Poster Presentation
Development of a Quantitative Physicochemical Model for Predicting P-glycoprotein Inhibition
Kiril Lanevskij, Development Project Manager, ACD/Labs
K. Lanevskij (1), R. Didžiapetris (1), A. Sazonovas (1)
(1) ACD/Labs, Inc., Toronto, Ontario, Canada
Human P-glycoprotein (P-gp) is a carrier protein of ATP-Binding Cassette (ABC) superfamily that is the major contributor to protection of tissues from a wide variety of xenobiotics and the principal factor behind the phenomenon known as Multi-Drug Resistance (MDR) in cancer treatment. Inhibition of P-gp activity may clinically manifest by MDR reversion and also lead to drug interactions, when a P-gp inhibitor enhances bioavailability of another co-administered drug, which is a P-gp substrate.
The inhibitory effect is usually quantified by the compound’s P-gp half-inhibitory constant IC50. However, most QSAR studies treat P-gp inhibition as a binary endpoint and only produce classification models to distinguish P-gp inhibitors from non-inhibitors at a predefined IC50 threshold value. The situation is further complicated by the fact that many experimental studies do not determine exact IC50s, but only report open intervals indicating that the compound’s IC50 is greater or less than a certain value.

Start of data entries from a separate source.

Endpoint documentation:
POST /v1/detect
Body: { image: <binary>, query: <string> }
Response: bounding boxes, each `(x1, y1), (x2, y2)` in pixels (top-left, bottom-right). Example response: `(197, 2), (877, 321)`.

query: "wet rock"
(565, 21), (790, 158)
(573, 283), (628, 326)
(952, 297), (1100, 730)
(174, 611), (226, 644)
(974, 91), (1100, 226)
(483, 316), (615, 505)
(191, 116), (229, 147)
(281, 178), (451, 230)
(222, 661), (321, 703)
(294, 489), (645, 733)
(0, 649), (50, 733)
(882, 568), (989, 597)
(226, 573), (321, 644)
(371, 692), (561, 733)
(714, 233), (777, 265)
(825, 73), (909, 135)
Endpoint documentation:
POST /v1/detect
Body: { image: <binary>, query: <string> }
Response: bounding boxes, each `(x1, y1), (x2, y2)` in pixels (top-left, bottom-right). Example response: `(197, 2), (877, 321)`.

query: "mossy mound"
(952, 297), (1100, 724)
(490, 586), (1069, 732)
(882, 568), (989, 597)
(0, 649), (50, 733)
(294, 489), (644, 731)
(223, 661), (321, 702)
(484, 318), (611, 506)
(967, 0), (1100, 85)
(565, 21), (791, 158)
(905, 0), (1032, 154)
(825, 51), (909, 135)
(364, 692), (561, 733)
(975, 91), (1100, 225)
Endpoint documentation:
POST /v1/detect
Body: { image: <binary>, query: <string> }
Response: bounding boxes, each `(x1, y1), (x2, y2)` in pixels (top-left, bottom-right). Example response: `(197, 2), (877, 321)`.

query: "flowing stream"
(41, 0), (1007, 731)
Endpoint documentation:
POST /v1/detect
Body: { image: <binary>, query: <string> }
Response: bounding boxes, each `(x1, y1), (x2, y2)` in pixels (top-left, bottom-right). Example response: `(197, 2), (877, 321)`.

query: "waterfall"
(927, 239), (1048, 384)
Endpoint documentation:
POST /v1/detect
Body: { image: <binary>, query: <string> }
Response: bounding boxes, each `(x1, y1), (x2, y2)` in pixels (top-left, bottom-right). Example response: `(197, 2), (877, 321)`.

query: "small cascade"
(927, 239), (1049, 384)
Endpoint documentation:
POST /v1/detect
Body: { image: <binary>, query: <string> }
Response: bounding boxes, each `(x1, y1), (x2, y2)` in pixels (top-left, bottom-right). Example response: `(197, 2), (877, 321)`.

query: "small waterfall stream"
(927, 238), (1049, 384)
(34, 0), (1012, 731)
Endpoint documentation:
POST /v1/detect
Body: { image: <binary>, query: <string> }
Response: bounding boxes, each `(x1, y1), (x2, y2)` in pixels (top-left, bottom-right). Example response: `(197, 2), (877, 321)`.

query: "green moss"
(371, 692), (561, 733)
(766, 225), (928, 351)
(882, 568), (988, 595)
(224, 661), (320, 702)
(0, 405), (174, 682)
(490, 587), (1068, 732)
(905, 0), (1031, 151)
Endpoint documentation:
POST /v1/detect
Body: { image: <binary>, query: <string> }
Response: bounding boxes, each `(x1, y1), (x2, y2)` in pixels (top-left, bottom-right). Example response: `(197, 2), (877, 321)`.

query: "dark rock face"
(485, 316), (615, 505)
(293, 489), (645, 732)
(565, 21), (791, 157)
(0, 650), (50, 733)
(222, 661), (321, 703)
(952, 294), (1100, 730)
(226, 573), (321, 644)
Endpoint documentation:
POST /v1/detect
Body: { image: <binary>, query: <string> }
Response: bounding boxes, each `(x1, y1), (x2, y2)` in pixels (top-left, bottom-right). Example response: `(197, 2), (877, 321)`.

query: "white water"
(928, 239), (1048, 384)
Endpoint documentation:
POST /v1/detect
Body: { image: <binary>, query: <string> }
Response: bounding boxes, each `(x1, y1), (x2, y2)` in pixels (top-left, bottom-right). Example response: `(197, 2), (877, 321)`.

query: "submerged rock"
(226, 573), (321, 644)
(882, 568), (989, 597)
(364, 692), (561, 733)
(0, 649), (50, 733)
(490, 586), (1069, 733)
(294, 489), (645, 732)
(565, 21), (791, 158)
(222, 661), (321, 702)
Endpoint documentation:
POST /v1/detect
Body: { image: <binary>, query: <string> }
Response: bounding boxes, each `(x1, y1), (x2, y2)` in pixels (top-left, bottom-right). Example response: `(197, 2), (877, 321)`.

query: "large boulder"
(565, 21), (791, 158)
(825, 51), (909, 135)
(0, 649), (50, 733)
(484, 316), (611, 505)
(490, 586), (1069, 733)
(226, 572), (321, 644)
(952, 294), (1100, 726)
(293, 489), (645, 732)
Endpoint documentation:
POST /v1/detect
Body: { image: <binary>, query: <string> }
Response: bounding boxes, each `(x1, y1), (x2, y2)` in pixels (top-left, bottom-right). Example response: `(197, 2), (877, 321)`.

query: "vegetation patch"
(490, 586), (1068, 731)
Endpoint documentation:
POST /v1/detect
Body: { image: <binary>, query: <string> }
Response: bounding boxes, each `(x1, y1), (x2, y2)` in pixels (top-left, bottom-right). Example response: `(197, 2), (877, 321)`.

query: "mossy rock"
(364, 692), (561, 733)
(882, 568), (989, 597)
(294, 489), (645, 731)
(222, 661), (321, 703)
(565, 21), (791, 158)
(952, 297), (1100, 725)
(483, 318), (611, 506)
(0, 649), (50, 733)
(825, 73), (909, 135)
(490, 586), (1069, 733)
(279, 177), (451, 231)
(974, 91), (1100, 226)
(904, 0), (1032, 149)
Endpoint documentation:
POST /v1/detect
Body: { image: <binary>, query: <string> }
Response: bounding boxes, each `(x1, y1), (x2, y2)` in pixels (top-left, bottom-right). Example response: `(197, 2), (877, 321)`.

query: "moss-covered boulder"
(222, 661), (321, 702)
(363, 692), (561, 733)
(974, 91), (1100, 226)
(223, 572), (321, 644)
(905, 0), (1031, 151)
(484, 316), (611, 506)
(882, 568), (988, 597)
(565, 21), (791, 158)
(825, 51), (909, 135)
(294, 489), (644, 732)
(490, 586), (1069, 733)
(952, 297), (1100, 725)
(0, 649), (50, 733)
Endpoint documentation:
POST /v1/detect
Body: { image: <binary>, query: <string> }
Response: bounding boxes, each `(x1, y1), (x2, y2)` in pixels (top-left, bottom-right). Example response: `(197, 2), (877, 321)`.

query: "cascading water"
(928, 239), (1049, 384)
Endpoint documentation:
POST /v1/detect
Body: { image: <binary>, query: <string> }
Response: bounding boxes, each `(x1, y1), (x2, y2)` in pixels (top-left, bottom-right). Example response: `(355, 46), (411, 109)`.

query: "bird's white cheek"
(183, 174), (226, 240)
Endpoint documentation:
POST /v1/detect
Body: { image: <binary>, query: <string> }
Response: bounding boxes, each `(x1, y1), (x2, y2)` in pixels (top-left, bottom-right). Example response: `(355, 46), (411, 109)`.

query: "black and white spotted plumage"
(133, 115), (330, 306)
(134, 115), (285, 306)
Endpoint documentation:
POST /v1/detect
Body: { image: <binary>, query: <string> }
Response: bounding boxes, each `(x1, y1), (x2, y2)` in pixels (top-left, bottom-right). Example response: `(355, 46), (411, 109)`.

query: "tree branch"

Recently, we have analyzed a P-gp efflux dataset similar in composition and demonstrated that such kind of data is amenable to quantitative modeling using censored regression-based machine learning [1-2]. Moreover, P-gp exhibits extremely broad ligand specificity, meaning that the vast majority of ligands can be identified purely by their physicochemical properties. In the current study, we investigated a similar approach for modeling P-gp inhibition using a dataset of almost 2000 compounds with exact or censored IC50 values collected from literature. According to the preliminary results, an even simpler model trained on a small subset of data with exact values and a minimal set of descriptors, accounting for lipophilicity,
ionization and topology of the molecules, can classify the remaining compounds at a threshold of IC50 = 10 μM with over 85% accuracy.
[1] Lanevskij Kiril, Didžiapetris Remigijus, Sazonovas Andrius, 2023, ‘Physicochemical QSAR Model of P-glycoprotein Efflux Ratio Based on Quantitative and Censored Data’, Toxicol Lett, 384, S118.
[2] Lanevskij Kiril, Didžiapetris Remigijus, Sazonovas Andrius, 2024,‘Physicochemical QSAR model of P-glycoprotein efflux ratio and its application to predicting brain penetration’, Toxicol Lett, 399, S144-S145.